- In Southampton resident and author Erika Katz's
new book "Bonding Over Beauty" gives readers insight on how to form a bond with their tween through beauty activities.
Katz was inspired to write the book as one day she was sitting with her daughter who'd had a bad day at school. When she asked what was wrong - her daughter would not talk to her. Later as she was cutting her daughter's nails her daughter started to tell her that a girl at school had been mean to her. Katz finished her nails but wanted to hear the rest of the story so she grabbed a scrub and started scrubbing her daughter's hands. She rinsed the scrub off but wanted her daughter to finish the story so she grabbed the moisturizer and began to give her daughter a manicure.
The next day her daughter wouldn't talk to her again so she started braiding her daughter's hair. Katz realized that when women go to the hair dresser they tend to reveal everything on their minds, so she decided that this might also be a way to get girls
to talk during their tween years when they don't really want to tell you everything. Katz believes, "For some reason when you are doing something together you can really get your children talking and that is how the concept of 'Bonding Over Beauty' started."
She and her daughter worked together on recipes for the book, and when her daughter's friends visit they think Katz is the 'coolest' because she gives them facials and manicures. Katz also has a blog where she gives beauty advice to tweens, and people send her products to try which she uses with her daughter.

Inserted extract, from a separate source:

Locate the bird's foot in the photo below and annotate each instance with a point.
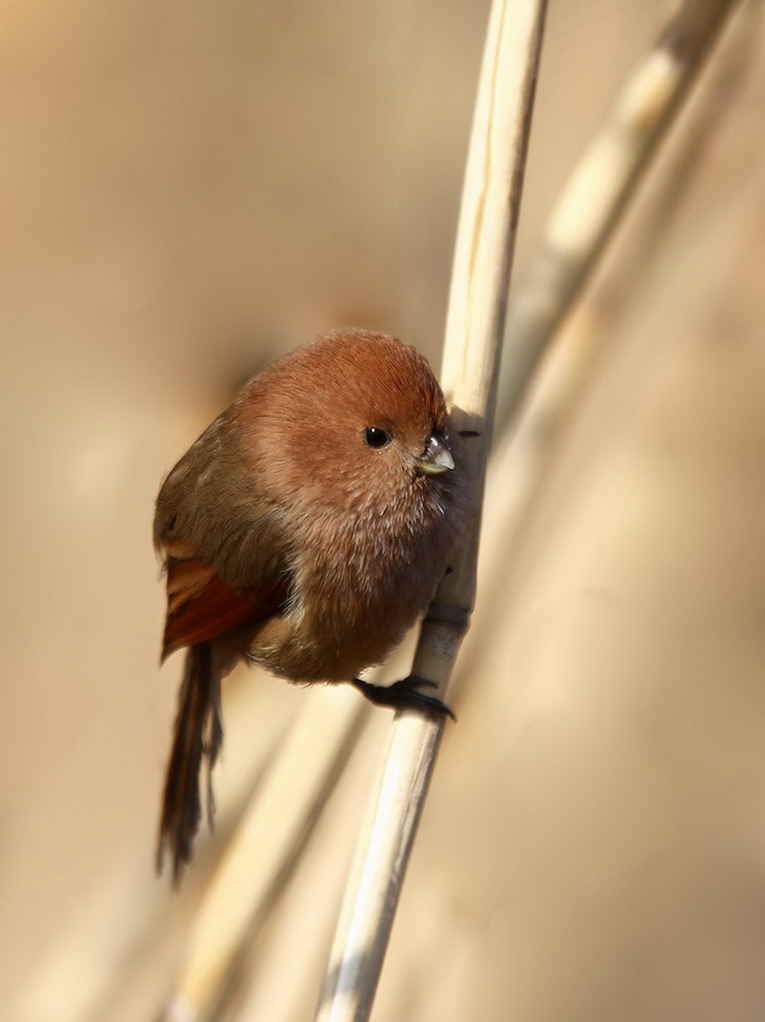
(404, 695)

Katz believes that beauty is many things including how a person smells, and how the environment around them smells. She states, "When you make your room look good and smell good, you feel good." She loves farmers markets, and using fresh flowers, and she and her daughter make flower sashes out of lavender. For back to school she recommends looking at trends that your child likes and doing it yourself. An example is the flower that performer Taylor Swift
often wears in her hair. To do this buy a ribbon and clip on a silk flower as it costs a fraction of the price and creates an opportunity for mothers and daughters to bond while making it. It teaches creativity, and Katz feels that just because it is in a store does not mean it can't be a do it yourself project. The book is really about bonding, and Katz uses beauty to get there.
Katz would love to do a show and be able to talk to mothers about these issues. She says, "Parenting is extremely difficult and there are not a lot of shows about it. It is very hard to know who your children are in contact with or what they are doing with modern technology as it is so hard to monitor." One problem she believes parents have is they do not pay attention to what their children are watching on TV or reading in magazines, for example, her daughter wanted a blue hair piece, and when her daughter told her this Katz was thinking 1985 punk rock hair, but her daughter showed her a TV show where all the girls had clip-in hair pieces. Before parents say no to their kids, they should see if is trending - because something that parents might think is awful, may just be mainstream and not that bad.
The real message Katz wants parents to know is they need to start talking to their kids when they are young, as when children get older it is much more difficult, and the issues are much larger.
"Bonding Over Beauty" is available through Katz's website and amazon
.com. Katz will been signing books at the Southampton BookHampton
on August 26, 2011 from 5 p.m. to 7 p.m.